Today, I want to talk about the non-apology-apology.
It’s generally employed when someone says something offensive – which I grant you is very easy to do in today’s climate.
The non-apology-apology is a classic crisis communications move and sometimes it can be quite effective.
A favorite (fictional) example is CJ Craig from The West Wing trying to diffuse the moment when President Bartlett called his opponent stupid:
While that was a great, most of the time, the non apology-apology only doubles down on the point from which you are currently trying to distance yourself and gives your detractors more grist for the mill.
The most recent example of this comes from the eminent scientist, Dr. Tim Hunt who – while speaking at a World Conference of Science Journalists – said that girls should be segregated from men in science labs because they fall in love and cry.

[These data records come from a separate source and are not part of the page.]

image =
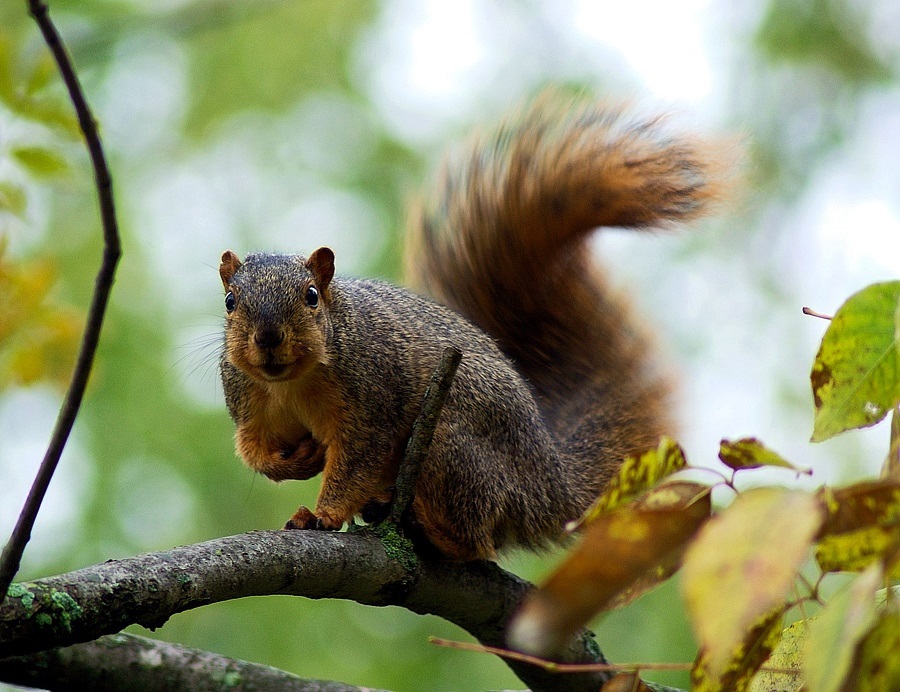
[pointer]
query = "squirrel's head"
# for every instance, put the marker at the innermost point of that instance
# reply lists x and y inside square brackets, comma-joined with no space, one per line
[276,312]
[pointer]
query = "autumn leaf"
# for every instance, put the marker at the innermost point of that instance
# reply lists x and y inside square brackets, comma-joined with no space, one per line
[742,564]
[876,665]
[628,549]
[856,374]
[638,473]
[788,655]
[750,453]
[747,657]
[833,636]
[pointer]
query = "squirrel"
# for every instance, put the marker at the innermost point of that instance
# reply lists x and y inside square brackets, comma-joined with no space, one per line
[557,383]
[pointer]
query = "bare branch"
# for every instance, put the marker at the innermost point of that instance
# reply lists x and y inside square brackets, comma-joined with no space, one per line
[12,553]
[80,606]
[128,662]
[423,430]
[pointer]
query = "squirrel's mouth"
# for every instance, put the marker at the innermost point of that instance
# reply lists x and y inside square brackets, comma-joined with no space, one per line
[274,371]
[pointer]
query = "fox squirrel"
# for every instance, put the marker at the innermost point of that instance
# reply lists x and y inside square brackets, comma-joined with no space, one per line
[556,385]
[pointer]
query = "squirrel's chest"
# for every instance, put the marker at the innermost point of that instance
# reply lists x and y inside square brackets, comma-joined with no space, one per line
[315,406]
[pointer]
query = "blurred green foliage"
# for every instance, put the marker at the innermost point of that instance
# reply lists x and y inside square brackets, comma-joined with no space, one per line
[164,466]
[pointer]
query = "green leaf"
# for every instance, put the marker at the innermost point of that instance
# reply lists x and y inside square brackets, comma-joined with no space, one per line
[742,564]
[41,162]
[750,453]
[746,659]
[854,551]
[638,473]
[13,199]
[788,654]
[876,665]
[861,505]
[41,74]
[856,374]
[891,466]
[627,550]
[835,633]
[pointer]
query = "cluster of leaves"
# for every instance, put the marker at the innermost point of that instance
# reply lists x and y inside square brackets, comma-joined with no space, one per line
[38,335]
[744,569]
[29,92]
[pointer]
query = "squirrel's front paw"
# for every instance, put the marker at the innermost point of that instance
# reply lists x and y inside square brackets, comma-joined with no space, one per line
[305,519]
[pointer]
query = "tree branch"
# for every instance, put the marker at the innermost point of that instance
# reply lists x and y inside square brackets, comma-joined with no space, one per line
[12,553]
[80,606]
[423,430]
[125,661]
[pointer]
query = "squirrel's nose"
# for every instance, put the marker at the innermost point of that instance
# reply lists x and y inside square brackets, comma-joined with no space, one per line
[268,337]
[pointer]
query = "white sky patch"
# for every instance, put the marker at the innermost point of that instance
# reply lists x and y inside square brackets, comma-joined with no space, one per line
[662,41]
[865,233]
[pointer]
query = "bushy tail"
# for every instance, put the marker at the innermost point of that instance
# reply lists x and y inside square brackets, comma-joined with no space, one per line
[504,242]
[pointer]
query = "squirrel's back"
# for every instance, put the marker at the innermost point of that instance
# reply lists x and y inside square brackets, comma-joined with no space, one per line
[505,243]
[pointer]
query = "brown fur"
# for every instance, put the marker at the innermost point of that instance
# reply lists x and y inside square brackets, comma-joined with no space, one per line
[532,430]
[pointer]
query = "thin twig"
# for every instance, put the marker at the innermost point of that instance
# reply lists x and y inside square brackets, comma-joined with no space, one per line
[423,431]
[813,313]
[12,553]
[578,667]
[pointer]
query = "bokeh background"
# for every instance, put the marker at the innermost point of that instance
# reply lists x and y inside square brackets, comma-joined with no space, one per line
[288,124]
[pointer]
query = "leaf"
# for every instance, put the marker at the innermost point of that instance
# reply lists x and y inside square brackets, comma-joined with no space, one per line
[13,199]
[742,564]
[876,665]
[856,374]
[638,473]
[861,505]
[788,654]
[854,551]
[835,633]
[626,682]
[747,657]
[41,162]
[750,453]
[891,466]
[634,546]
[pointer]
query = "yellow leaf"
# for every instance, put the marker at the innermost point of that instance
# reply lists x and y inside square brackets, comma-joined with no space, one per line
[750,453]
[856,550]
[753,650]
[632,547]
[638,473]
[835,633]
[876,666]
[788,654]
[742,564]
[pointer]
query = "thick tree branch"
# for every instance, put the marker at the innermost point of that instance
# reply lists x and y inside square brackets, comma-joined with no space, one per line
[11,557]
[128,662]
[80,606]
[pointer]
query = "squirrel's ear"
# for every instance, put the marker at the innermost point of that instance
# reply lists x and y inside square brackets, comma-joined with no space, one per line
[321,264]
[230,264]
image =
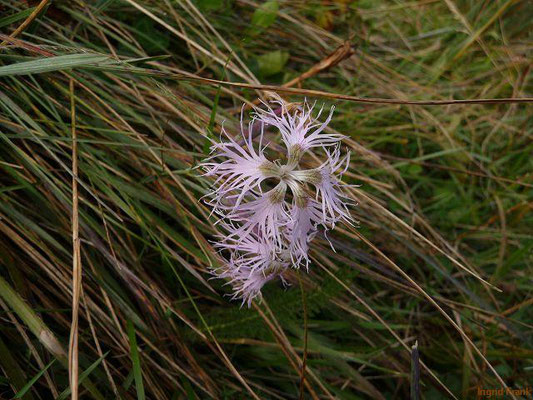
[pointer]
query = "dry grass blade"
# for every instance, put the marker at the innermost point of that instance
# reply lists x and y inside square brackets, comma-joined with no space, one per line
[76,256]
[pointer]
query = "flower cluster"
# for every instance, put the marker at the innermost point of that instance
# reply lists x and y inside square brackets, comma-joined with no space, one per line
[270,210]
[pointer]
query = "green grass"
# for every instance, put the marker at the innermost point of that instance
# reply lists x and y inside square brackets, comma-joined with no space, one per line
[446,193]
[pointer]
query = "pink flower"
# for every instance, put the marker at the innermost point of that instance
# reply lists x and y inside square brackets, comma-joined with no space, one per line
[267,231]
[300,131]
[247,283]
[242,170]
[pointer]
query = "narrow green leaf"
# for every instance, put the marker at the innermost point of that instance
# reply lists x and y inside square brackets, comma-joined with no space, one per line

“Let me tell you about my trouble with girls … three things happen when they are in the lab … You fall in love with them, they fall in love with you and when you criticise them, they cry.”
As you can imagine, most women didn’t take too kindly to his suggestion that we are overly emotional and aren’t as professional and serious as their male counterparts.
Now, this has certainly created problem for Dr. Hunt and – more importantly – for the Royal Society where he is a Fellow.
If you want to know just how much trouble it created, just search the #TimHunt hashtag on Twitter. Some excerpts include:
So, naturally, Dr. Hunt issued an apology:
“I’m really sorry that I said what I said. It was a very stupid thing to do in the presence of all those journalists. I intended as a light-hearted, ironic comment but had been interpreted deadly seriously by my audience. I did mean the part about having trouble with girls. It is true that they fall in love … and these emotional entanglements made life very difficult. I’m really, really sorry if I caused any offense or if people took it too seriously… I certainly didn’t mean that. I just meant to be honest, actually. It’s terribly important that you can criticize people’s ideas without criticizing them and if they burst into tears, it means that you tend to hold back from getting at the absolute truth. Science is about nothing but getting at the truth and anything that gets in the way of that diminishes, in my experience, the science.”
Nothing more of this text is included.